SE-0329: Clock, Instant, Date, and Duration

First off, I'm quite surprised this is going up for review already. There was only the single pitch thread, and (from what I saw) the public proposal text was never updated for further feedback. This review seems premature.

That being said...

What is your evaluation of the proposal?

-1. This proposal is a good start, but I fundamentally object to the inclusion of moving Date into the Standard Library and do not believe the proposal should move forward as long as that's part of it.

Is the problem being addressed significant enough to warrant a change to Swift?

Yes. The addition of the Clock and Instant types is long overdue. I also really appreciate @Philippe_Hausler's incorporation of custom clocks (and the accommodations to the various protocols to support them). Those will be enormously beneficial. I'm excited to use them (and delete my own versions of them!).

Does this proposal fit well with the feel and direction of Swift?

Overall, mostly. The Clock and Instant additions are great and we should absolutely accept those. I have two major specific concerns:

  1. The presence of .minutes(...) and .hours(...) on Duration are going to be abused by developers wanting fundamentally different concepts. I do not think they should be there, because they look like the right thing, but might not actually be what you want. You think "ah, I want to show something to the user 3 hours from now, therefore I do myWallClock.now + .hours(3), without realizing that this is usually the wrong approach to be taking.

    Because of this, I would like to see Duration limited to only .seconds(...).

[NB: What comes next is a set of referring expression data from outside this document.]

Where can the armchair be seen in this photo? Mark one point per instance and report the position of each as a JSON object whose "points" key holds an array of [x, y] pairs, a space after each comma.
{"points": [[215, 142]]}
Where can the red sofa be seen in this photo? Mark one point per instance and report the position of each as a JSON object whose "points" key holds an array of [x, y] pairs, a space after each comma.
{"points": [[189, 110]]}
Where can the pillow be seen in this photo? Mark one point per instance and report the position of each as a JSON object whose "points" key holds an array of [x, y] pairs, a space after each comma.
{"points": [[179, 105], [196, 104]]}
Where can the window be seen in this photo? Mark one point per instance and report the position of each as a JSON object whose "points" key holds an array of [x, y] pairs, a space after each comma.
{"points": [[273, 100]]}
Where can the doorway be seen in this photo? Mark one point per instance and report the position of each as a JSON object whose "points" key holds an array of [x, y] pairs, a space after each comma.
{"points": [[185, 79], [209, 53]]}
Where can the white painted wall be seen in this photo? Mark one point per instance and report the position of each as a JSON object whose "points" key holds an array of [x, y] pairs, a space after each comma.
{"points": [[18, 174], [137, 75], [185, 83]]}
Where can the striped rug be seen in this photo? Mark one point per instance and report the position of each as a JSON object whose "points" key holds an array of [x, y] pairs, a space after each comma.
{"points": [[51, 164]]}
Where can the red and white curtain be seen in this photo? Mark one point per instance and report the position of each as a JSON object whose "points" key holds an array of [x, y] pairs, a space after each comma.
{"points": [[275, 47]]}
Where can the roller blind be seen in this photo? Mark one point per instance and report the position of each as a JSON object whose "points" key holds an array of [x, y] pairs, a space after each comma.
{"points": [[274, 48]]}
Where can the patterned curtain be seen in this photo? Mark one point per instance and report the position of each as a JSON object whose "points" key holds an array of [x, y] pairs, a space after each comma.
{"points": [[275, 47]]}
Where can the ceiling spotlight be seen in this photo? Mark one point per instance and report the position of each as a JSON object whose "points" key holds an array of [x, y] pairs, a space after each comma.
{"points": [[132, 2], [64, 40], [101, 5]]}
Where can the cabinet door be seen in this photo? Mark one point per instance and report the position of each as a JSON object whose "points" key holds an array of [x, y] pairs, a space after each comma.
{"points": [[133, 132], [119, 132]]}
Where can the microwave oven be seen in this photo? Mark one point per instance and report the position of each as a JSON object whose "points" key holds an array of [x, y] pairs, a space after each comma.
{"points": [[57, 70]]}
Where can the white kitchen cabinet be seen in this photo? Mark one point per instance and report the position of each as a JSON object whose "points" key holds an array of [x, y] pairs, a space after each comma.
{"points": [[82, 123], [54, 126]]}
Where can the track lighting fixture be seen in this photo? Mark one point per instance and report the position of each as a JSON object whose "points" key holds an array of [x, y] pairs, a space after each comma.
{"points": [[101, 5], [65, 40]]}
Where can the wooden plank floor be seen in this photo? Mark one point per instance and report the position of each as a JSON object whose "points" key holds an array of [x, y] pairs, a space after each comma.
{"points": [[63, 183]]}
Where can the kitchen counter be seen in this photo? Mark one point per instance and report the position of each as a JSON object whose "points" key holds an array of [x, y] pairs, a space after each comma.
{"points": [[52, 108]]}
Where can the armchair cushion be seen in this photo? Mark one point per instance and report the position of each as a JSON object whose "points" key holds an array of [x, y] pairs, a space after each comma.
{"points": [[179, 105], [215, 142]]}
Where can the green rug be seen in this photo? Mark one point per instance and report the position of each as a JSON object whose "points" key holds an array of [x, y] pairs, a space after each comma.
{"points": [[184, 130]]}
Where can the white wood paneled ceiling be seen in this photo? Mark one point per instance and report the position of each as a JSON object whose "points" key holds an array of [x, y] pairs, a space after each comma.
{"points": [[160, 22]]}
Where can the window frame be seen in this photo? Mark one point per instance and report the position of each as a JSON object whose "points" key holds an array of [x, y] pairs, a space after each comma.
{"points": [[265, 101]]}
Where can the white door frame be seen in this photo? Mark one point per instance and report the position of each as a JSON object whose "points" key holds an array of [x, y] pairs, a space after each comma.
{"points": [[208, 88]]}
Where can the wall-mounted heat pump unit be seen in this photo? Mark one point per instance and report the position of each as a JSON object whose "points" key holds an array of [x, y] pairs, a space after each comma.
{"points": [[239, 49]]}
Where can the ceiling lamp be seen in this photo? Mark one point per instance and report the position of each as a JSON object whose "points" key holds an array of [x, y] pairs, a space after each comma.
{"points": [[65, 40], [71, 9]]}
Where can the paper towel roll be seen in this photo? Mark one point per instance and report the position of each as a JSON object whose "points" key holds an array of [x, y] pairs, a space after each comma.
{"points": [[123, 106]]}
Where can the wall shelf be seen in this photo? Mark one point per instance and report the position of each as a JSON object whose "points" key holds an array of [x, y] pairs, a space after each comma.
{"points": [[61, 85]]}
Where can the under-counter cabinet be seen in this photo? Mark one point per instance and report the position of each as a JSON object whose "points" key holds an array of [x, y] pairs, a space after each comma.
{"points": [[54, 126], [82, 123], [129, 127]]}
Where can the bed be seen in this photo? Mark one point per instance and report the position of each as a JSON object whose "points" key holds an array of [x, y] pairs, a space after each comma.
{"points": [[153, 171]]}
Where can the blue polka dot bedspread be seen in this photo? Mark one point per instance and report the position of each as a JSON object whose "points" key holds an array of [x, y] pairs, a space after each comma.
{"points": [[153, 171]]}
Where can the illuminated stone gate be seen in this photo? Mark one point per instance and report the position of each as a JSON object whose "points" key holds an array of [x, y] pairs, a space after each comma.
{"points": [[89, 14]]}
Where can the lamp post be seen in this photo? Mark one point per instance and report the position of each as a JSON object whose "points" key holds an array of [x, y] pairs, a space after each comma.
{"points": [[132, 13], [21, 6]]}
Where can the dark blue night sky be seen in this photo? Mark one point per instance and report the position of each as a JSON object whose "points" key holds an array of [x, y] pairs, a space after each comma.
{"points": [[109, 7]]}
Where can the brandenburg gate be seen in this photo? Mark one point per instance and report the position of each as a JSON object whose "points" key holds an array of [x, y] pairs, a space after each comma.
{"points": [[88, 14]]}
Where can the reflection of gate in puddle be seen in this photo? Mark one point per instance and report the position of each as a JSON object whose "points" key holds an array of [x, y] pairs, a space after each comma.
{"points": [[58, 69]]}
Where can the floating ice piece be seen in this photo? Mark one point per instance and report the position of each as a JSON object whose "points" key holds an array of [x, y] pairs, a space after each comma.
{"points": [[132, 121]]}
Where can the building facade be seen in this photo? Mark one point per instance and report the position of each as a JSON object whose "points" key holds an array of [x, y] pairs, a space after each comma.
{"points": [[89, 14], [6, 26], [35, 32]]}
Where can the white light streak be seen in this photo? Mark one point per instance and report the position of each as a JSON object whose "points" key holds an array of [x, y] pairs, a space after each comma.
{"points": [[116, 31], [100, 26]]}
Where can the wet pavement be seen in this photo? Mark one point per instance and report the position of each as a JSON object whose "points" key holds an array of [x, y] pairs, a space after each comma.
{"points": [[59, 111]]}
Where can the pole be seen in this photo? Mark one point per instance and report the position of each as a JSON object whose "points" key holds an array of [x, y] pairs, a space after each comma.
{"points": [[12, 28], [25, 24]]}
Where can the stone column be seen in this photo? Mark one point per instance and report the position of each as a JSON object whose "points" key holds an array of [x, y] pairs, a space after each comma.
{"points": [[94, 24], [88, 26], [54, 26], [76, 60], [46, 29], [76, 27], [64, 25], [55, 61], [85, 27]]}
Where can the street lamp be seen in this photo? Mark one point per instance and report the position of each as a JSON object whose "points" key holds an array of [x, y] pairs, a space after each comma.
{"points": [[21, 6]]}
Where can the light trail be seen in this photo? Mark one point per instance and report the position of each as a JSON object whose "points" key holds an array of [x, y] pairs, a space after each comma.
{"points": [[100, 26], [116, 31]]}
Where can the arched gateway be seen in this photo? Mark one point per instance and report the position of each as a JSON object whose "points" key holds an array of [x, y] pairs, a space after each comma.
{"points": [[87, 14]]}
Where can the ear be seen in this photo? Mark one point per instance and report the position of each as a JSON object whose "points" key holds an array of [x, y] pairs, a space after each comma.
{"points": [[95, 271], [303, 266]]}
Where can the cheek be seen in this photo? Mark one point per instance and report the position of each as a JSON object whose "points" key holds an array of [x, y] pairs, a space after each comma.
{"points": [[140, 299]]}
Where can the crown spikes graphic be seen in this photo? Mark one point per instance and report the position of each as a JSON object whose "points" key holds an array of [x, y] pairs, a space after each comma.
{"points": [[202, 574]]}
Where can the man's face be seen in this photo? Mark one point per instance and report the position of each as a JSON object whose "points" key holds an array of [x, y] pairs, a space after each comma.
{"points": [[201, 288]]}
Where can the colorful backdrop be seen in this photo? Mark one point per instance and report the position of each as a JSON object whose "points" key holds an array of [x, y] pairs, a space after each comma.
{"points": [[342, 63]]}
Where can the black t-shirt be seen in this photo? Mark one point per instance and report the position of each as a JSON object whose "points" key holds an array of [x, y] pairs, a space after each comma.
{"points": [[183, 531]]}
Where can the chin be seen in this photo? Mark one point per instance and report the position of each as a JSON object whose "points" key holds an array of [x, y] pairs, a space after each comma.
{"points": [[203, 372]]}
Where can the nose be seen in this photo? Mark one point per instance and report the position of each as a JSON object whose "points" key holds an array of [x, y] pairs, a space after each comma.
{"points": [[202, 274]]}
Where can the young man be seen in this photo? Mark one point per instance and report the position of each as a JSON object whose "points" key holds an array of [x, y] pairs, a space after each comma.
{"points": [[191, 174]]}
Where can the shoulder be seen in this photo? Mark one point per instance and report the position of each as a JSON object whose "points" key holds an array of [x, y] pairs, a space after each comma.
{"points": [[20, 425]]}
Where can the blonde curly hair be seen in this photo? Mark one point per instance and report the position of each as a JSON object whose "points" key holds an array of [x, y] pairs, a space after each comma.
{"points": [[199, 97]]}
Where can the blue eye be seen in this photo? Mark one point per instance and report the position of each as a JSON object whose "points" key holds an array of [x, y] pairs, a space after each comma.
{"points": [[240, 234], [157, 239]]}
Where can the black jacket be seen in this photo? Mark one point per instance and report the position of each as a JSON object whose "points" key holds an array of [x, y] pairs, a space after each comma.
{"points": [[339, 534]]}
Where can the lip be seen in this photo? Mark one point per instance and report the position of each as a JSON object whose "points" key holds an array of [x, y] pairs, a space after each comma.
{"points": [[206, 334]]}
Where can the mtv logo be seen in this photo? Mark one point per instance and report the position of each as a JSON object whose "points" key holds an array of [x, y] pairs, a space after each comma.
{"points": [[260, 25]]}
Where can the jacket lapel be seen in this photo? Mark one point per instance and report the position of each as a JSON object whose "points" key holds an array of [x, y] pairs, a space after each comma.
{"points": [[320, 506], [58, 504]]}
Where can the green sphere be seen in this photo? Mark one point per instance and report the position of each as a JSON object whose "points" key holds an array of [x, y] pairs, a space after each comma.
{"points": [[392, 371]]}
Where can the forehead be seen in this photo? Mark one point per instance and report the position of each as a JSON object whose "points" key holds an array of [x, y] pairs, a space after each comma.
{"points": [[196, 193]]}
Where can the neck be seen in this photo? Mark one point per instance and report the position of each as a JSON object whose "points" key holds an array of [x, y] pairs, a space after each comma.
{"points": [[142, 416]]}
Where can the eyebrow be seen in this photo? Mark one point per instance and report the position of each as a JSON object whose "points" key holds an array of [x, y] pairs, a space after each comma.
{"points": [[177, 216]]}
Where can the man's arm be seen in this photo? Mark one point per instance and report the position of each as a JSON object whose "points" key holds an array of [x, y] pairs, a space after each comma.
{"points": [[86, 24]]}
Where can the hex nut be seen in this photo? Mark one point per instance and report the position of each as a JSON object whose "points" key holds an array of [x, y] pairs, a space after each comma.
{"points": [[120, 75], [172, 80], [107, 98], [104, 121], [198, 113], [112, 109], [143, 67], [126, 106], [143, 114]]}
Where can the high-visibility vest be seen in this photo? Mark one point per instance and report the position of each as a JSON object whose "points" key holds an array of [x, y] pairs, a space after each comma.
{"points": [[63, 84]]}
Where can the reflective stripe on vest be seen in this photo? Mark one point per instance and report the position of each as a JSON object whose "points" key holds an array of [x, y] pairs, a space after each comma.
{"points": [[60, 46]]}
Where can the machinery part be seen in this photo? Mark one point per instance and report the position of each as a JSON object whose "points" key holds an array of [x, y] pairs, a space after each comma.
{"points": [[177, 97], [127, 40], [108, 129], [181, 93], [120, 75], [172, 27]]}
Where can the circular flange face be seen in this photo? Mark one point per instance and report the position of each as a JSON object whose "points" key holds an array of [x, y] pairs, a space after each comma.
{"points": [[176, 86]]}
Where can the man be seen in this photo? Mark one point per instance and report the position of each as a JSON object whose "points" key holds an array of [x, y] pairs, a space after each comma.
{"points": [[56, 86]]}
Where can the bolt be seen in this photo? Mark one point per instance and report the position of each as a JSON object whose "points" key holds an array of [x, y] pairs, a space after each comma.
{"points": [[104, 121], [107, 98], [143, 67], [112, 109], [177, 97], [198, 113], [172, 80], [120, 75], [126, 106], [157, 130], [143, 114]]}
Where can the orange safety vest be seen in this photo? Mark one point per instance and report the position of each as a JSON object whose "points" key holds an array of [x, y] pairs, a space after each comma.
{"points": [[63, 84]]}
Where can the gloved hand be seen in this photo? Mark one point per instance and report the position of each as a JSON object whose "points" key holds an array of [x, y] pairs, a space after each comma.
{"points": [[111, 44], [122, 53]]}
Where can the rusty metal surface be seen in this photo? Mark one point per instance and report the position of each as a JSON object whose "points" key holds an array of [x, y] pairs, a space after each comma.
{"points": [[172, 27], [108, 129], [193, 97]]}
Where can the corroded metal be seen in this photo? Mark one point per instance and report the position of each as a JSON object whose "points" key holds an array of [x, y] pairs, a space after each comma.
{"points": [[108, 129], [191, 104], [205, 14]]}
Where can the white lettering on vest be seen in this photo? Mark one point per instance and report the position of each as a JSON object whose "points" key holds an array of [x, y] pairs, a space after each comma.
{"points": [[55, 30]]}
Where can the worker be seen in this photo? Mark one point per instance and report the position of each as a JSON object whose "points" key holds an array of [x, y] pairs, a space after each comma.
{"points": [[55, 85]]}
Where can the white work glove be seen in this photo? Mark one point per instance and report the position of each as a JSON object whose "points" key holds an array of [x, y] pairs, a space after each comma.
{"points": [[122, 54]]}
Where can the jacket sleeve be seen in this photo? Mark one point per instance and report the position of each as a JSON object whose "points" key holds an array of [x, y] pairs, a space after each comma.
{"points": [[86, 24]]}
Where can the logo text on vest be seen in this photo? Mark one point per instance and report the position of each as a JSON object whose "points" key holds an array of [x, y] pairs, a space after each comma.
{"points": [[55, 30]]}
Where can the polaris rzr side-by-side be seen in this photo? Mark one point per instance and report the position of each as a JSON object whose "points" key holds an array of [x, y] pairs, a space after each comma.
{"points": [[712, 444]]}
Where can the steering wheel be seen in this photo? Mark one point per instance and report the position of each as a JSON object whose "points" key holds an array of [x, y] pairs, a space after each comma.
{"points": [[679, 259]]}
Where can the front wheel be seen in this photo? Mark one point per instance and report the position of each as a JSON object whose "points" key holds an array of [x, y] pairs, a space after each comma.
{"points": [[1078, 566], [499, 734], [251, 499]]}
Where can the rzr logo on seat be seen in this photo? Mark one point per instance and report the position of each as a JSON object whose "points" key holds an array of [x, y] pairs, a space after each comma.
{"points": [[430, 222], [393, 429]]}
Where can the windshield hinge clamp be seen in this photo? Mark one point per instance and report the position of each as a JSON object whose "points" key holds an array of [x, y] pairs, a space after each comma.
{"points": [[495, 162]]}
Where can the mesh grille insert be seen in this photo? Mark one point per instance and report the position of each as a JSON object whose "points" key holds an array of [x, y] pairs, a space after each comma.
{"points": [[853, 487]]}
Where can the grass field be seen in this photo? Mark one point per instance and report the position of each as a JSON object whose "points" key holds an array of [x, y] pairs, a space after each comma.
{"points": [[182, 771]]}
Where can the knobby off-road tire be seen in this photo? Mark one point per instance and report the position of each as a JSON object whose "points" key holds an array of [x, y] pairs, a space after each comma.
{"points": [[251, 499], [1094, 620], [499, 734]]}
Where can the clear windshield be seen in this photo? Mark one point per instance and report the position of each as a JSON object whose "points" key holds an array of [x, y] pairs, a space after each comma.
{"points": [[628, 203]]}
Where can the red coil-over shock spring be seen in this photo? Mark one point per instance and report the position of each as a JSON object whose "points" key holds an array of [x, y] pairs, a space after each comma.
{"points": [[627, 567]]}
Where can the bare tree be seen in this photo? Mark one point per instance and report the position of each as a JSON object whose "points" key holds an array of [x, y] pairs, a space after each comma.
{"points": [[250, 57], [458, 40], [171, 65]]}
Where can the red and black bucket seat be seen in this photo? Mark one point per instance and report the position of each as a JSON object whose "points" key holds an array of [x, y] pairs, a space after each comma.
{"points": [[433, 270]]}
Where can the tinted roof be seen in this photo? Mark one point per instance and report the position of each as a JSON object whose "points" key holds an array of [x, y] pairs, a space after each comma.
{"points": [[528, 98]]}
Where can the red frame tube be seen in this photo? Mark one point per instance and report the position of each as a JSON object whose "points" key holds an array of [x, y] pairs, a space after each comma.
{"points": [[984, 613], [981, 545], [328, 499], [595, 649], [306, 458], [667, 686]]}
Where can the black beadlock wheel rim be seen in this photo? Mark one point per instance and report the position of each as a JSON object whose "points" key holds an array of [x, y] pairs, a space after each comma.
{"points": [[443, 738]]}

    At a broader level, I can see potential trouble for having a single Duration type that's common to all Clocks. With the ability to create custom clocks, it seems reasonable that I'll be able to make a RegionalClock that is calendar, timezone, and locale-aware. For such a clock, I don't think I'd want to use common Duration type, because of the complexities around calendar-aware durations. Thus, the requirement that my RegionalInstant type be forced to advance by a Duration seems counter-productive. I'd instead want to make sure that my type only supports a calendar-aware Duration. This leads me to believe that perhaps Duration should be another associated type on the Clock protocol. I know this came up in the pitch thread, but I believe it needs further examination and is part of why I'm surprised to see this move to review phase already.

  2. Date should not be moved into the standard library. There is universal agreement that "Date" is the wrong name for the type. Even the manager of the Foundation team concurs. Here, with the introduction of new timekeeping APIs, we have the opportunity to correct this, and we're instead proposing to double-down on this very confusing name.

    What I keep coming back to is asking myself this question: "do we think Swift's popularity has peaked?". I don't believe so. I sure hope not. I believe that interest in Swift will continue to grow, and that our current developer community size is a fraction of what it will eventually be.

    To me, that strongly implies that we will have more new Swift developers than what we currently have, and every single one of them will need to be taught: "This thing that's called Date is not actually a date".

    We can do better than this, if we're willing to accept some minor, short-term discomfort for the sake of longer-term pleasantness.

    The proposal discusses an alternative:

    It is true that there will be short-term confusion if we have both WallClock.Instant and Date, or if we deprecate Date in favor of WallClock.Instant.

    But how does that short-term confusion stack up against the confusion that millions of future developers will face every time they encounter this incorrectly-named type?

    Two of Swift's stated goals are to be "safe" and "expressive". What is safe and expressive about having a confusing API because we gave a concept the wrong name? We claim that "Swift benefits from decades of advancement in computer science to offer syntax that is a joy to use". I submit that renaming Date is an opportunity to contribute to that goal, just as the rest of our language and APIs have. We owe it to every current and future developer who uses this language and library to give them the best-possible thing we can make, and I do not believe the Date name is capable of fulfilling that goal.

    I think the way forward would be:

    • Create WallClock.Instant as a separate concept from Date
    • Deprecate Date (but not NSDate)
    • Teach the importer to create both WallClock.Instant and Date-taking versions of methods
    • Do this over a major release or two if we're really worried about churn and confusion

If you have used other languages or libraries with a similar feature, how do you feel that this proposal compares to those?

In other comparable languages, the term Date has been eschewed entirely. Any locale-aware language prefers terms like Moment and Instant for the "instantaneous point in time" concept. The only major exception I can think of to this is JavaScript, but that's a false positive because the JS definition of a date is intrinsically tied to a Gregorian calendar. All major languages use names like ZonedTime or LocalDate for calendar-aware types.

How much effort did you put into your review? A glance, a quick reading, or an in-depth study?

I've been building calendaring APIs for a decade. This is basically my thing.